Falling For Them: A New Adult Reverse Harem Collection
Page 107
I shake my head. "No. I was one of his friends and occasionally would do errands for him." "Was?" Marcus lifts an eyebrow. Is he playing dumb? I nod. "Yes. Ziggy was murdered five nights ago." It takes everything to keep my emotions in check.
His eyes widen. "What?" He slams his fists down onto his thighs before placing his head in his hands.
I wasn't expecting that reaction. He looks to me with angry tears in his eyes. "Who did it? I'll torture and kill them myself."
Definitely not the reaction I thought I would get. "That's what I'm trying to figure out. You and I both know the cops aren't going to solve a murder case for a known gangster."
He stands and goes to the gas fireplace. In one fluid motion he knocks the glass vase off the mantel while screaming. I do everything to keep my composure in tact. He can't see that I'm afraid. "I told him! I told him to come stay here. Did he ever fucking listen, no!" I sit forward. "You told him? You knew he was going to die?"
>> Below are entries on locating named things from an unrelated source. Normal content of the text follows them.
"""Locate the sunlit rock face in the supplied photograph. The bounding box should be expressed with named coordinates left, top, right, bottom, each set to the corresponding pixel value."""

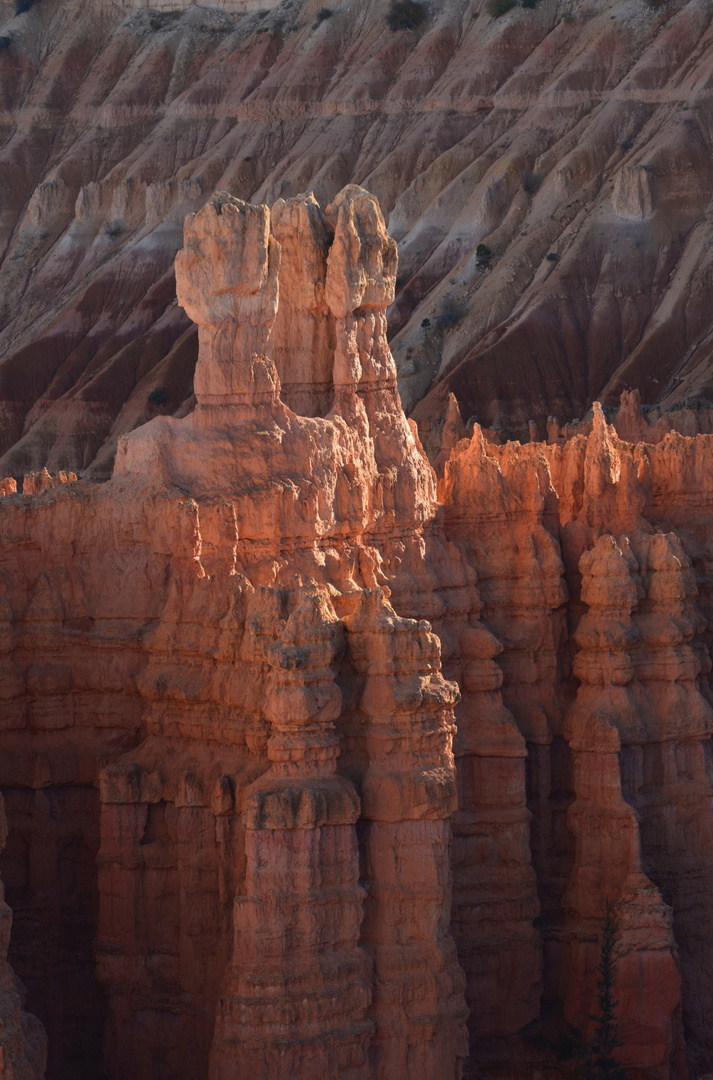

left=6, top=0, right=713, bottom=480
left=5, top=186, right=713, bottom=1080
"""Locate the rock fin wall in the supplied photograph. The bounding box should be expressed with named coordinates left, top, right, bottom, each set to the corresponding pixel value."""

left=6, top=187, right=713, bottom=1080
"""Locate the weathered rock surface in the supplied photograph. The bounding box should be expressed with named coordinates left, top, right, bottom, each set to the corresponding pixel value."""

left=0, top=798, right=46, bottom=1080
left=8, top=179, right=713, bottom=1080
left=6, top=0, right=713, bottom=480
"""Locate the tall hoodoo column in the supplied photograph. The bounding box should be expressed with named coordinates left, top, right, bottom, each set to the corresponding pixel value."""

left=347, top=590, right=467, bottom=1080
left=211, top=588, right=373, bottom=1080
left=622, top=532, right=713, bottom=1069
left=0, top=795, right=48, bottom=1080
left=559, top=536, right=686, bottom=1080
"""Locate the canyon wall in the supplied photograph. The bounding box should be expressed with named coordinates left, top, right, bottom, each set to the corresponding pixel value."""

left=0, top=186, right=713, bottom=1080
left=6, top=0, right=713, bottom=480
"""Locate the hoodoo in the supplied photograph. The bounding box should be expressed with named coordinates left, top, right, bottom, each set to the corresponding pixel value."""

left=5, top=186, right=713, bottom=1080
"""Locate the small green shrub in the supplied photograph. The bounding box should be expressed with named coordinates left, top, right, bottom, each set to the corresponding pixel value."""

left=387, top=0, right=428, bottom=32
left=148, top=387, right=169, bottom=408
left=436, top=296, right=468, bottom=329
left=485, top=0, right=515, bottom=18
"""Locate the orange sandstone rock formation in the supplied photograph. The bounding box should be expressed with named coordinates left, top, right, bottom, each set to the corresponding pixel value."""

left=5, top=186, right=713, bottom=1080
left=0, top=798, right=46, bottom=1080
left=9, top=0, right=713, bottom=480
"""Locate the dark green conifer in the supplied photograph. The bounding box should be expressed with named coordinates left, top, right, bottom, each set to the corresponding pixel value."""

left=582, top=900, right=627, bottom=1080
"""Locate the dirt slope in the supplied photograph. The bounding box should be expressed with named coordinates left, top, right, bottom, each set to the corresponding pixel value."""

left=0, top=0, right=713, bottom=478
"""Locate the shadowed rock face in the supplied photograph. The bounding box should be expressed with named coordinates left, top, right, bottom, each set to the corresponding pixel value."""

left=0, top=0, right=713, bottom=478
left=5, top=185, right=713, bottom=1080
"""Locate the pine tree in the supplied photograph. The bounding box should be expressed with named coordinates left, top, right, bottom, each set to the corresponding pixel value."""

left=582, top=900, right=627, bottom=1080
He turns to face me. "A Fae like you can't sense what I am?"
A shiver runs along my arms. "I'm new."
He laughs. "Angel, tell her."
Greed stiffens behind me. "He's a reaper, H. He takes souls for a living, and usually knows when people are going to die. If I had known we were walking into reaper territory, I wouldn't have let us come here."
I straighten my back. "I'm guessing since you didn't know he was dead, you didn't take he's soul?"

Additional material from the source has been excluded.